Restaurant review: Butcher Chef sets stage for life's most important moments

Toronto doesn’t need another steakhouse. They sprout up with investor money, promising marble counters and imported beef, only to sag once the gloss wears off. What Toronto does need — and what most restaurants fatally lack — is soul.
That’s where The Butcher Chef stands apart. And the reason is a restaurant visionary, Michael Dabic , along with his partner, chef Derek Von Raesfeld.
Michael did not come from privilege, culinary schools, or restaurant dynasties. He came from Hamilton, Ont., the son of a foundry worker and a seamstress. His first training ground was KFC, not Le Cordon Bleu. There he learned something many restaurateurs with Michelin pretensions still haven’t: discipline, consistency, execution. Then he climbed through Toronto’s finest kitchens — Fentons, Bemelmans, Bersani & Carlevale, Harbour 60, Pronto — absorbing lessons in what makes restaurants work and, most often, why they fail.

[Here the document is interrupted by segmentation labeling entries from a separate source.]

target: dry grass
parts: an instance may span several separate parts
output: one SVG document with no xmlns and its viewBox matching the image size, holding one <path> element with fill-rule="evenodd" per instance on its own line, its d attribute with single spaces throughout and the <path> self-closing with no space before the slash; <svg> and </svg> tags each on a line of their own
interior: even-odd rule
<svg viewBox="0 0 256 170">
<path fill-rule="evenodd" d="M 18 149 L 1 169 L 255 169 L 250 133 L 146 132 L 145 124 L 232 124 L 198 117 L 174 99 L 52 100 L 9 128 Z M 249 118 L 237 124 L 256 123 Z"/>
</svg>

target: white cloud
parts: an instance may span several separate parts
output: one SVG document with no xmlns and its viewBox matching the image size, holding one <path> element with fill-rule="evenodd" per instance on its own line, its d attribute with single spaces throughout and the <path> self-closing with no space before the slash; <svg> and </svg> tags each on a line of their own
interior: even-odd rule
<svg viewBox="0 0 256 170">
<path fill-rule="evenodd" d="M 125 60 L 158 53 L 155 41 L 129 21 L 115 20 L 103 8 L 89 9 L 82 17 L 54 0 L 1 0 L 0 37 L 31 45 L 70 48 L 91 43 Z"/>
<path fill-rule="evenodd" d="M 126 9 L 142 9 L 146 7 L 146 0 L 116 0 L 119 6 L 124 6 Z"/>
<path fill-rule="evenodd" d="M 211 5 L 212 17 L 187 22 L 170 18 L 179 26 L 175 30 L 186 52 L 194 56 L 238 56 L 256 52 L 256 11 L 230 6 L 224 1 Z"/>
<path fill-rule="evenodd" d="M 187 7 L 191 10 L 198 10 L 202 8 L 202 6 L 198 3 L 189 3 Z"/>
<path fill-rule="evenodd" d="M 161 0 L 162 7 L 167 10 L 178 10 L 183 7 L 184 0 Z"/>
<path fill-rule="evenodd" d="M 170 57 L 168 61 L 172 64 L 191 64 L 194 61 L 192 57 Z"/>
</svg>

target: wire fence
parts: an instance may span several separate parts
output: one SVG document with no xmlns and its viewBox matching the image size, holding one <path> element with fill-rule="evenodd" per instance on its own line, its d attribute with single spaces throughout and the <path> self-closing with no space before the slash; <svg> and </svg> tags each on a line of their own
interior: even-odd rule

But the moment that changed his career didn’t come behind the stove. It came one night in 1998, at the Park Plaza rooftop, when Michael joined 10 friends for a celebration. The food was fine. The service was abysmal. The entire evening was ruined.
That’s when he realized what most restaurateurs never grasp: the waiter has more power than the chef. You can ruin a $100 steak with five minutes of neglect. Restaurants aren’t just about eating. They’re about milestones — anniversaries, first dates, reconciliations, job offers. Get the service wrong and you don’t just ruin a meal. You ruin someone’s memories.
Armed with that insight, Michael did what most never would. After managing Harbour 60, he mortgaged his house, sold his car and everything he owned to open Michael’s on Simcoe . Opening night, TIFF 2012, was packed with celebrities and industry elites. When TIFF ended, the room was often completely empty. That kind of failure either destroys you or hardwires lessons you never forget.
At The Butcher Chef, those lessons are gospel:
- Keep it small — service collapses when a dining room tries to be an aircraft hangar.
- The chef must have skin in the game. If he doesn’t, he’ll be lured away and your customers will follow.
- Family matters. His daughter is behind the bar. His son-in-law is in the kitchen. Michael is in the room almost every night.
- Never miss a phone call, even off-hours. A lost reservation is a lost customer, and customers don’t forgive.
- Greet people at the door and on their way out. It’s called respect.
- Every detail counts — the plates, the glasses, the piano in the corner. Immaculate isn’t optional; it’s survival.
Michael sums up his approach like this: “You are only as good as the last dinner you served and need to maintain constant vigilance, as challenges can arrive at any moment.”
So how is the food? I am on national and international restaurant review panels and spend much of my spare coin and time travelling the world visiting its top restaurants. This one astonished me because it was far more than a steakhouse.
Chef Derek, a partner to Michael in the restaurant, is one of the very top chefs in Toronto. His pedigree includes North 44, Mistura, Prego with Michael Carlevale and with various European Michelin-starred restaurants. He is ingredient and seasonality focused, creating new designs with old classics. He has a tasting menu competitive with our very few best.
My meals included, in addition to a variety of steaks experience, zucchini blossom shumai, filled with pork and shrimp and topped with sturgeon caviar, truffle agnolotti stuffed with wagyu short rib, truffle and Parmigiano reggiano, clams casino with chanterelle and a succulent and sweet heirloom tomato salad.
As for his steaks, the chef hand-picks the beef at the firms, spending time around the world visiting beef farms, looking at their feed, the soil, their lifestyle and the environment the cattle are in, tastes the dishes before they leave the kitchen, and delivers steaks with the kind of char and tenderness that justify the price. Sides are crafted with the same care. No pyrotechnics. No gimmicks. Just precision and quality — and brilliance.
But here’s the truth: you don’t come to The Butcher Chef just for the steak or even the spectacular non-steak courses. You come because it’s one of the few restaurants in Toronto that understands what dining is supposed to be. A restaurant is not a real estate investment, a branding exercise, or a chef’s ego trip. It is a stage for the moments that matter in people’s lives.
Michael knows that because he lived it — through Hamilton’s grit, through empty dining rooms, through betting everything on the belief that hospitality still matters.
That’s why The Butcher Chef succeeds where others fail. It’s not just a restaurant. It’s a reminder of what restaurants were always meant to be.